The provider reads velocity commands from DDS (keyboard or Nav2), overrides the env's command manager, then runs the standard Isaac Lab pipeline: compute observations, run the policy, process and apply actions, step physics.

Alternative: Quick demo without DDS

For a quick demo without DDS or keyboard control (robot follows random velocity commands):

conda activate isaaclab
cd ~/GIT/unitree_rl_lab
python scripts/rsl_rl/play_warehouse.py --num_envs 1

This uses Isaac Lab's built-in env.step() loop with the training config and a warehouse terrain.


Quick Reference

conda activate isaaclab
cd ~/GIT/unitree_rl_lab

# Start a new training run
python scripts/rsl_rl/train.py --headless --task Unitree-G1-29dof-Velocity

# Resume a training run
python scripts/rsl_rl/train.py --headless --task Unitree-G1-29dof-Velocity \
  --resume --load_run 2026-03-06_14-30-46

# Stop training
Ctrl+C

# Monitor training (open http://workstation:6006)
tensorboard --logdir logs/rsl_rl/ --host 0.0.0.0

# Play back with 20 robots visible
python scripts/rsl_rl/play.py --task Unitree-G1-29dof-Velocity --num_envs 20

# Play in warehouse (quick demo, random velocity commands)
python scripts/rsl_rl/play_warehouse.py --num_envs 1

# Trained policy location
ls logs/rsl_rl/unitree_g1_29dof_velocity/2026-03-06_14-30-46/exported/

# Deploy in unitree_sim_isaaclab with DDS keyboard control
cd ~/GIT/unitree_sim_isaaclab
python sim_main.py --device cuda:0 --enable_cameras \
  --task Isaac-Locomotion-G129-Warehouse \
  --action_source custom_rl \
  --model_path assets/model/our_policy.pt \
  --robot_type g129 --camera_include front_camera \
  --enable_wholebody_dds

# Keyboard control (separate terminal)
python send_commands_keyboard.py

About Unitree-G1-29dof-Velocity

This is a Gymnasium task ID -- a registered name that maps to the full environment configuration. It was created by Unitree and ships inside unitree_rl_lab.

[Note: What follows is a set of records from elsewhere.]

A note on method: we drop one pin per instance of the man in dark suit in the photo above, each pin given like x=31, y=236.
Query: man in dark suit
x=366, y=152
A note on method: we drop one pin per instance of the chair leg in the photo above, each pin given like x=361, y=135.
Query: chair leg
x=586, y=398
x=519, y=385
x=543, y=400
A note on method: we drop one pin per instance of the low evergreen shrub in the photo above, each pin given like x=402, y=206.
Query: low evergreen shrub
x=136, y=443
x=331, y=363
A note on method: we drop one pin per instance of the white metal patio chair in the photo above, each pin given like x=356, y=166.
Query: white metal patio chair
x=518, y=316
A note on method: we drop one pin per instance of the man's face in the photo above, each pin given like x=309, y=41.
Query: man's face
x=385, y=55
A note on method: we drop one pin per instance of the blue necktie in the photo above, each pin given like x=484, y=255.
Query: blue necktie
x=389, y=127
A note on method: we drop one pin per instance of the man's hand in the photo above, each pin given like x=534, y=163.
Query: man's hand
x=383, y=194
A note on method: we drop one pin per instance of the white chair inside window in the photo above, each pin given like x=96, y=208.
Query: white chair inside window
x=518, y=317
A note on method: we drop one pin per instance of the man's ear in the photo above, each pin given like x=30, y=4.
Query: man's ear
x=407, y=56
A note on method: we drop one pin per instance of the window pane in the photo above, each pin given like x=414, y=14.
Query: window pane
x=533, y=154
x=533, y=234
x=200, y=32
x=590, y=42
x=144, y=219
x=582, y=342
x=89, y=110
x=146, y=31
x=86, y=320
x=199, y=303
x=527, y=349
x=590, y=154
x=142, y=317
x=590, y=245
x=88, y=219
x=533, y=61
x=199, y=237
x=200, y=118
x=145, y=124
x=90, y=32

When you pass --task Unitree-G1-29dof-Velocity, it looks up this registration:

# source/unitree_rl_lab/unitree_rl_lab/tasks/locomotion/robots/g1/29dof/__init__.py
gym.register(
    id="Unitree-G1-29dof-Velocity",
    kwargs={
        "env_cfg_entry_point":    "velocity_env_cfg:RobotEnvCfg",
        "rsl_rl_cfg_entry_point": "rsl_rl_ppo_cfg:BasePPORunnerCfg",
    },
)

The two files it points to are where the actual configuration lives:

File What it controls
tasks/locomotion/robots/g1/29dof/velocity_env_cfg.py Robot, terrain, observations, reward weights
tasks/locomotion/agents/rsl_rl_ppo_cfg.py Learning rate, batch size, network size, iterations

To make the robot do something different, modify velocity_env_cfg.py. train.py itself is just a launcher -- you do not edit it.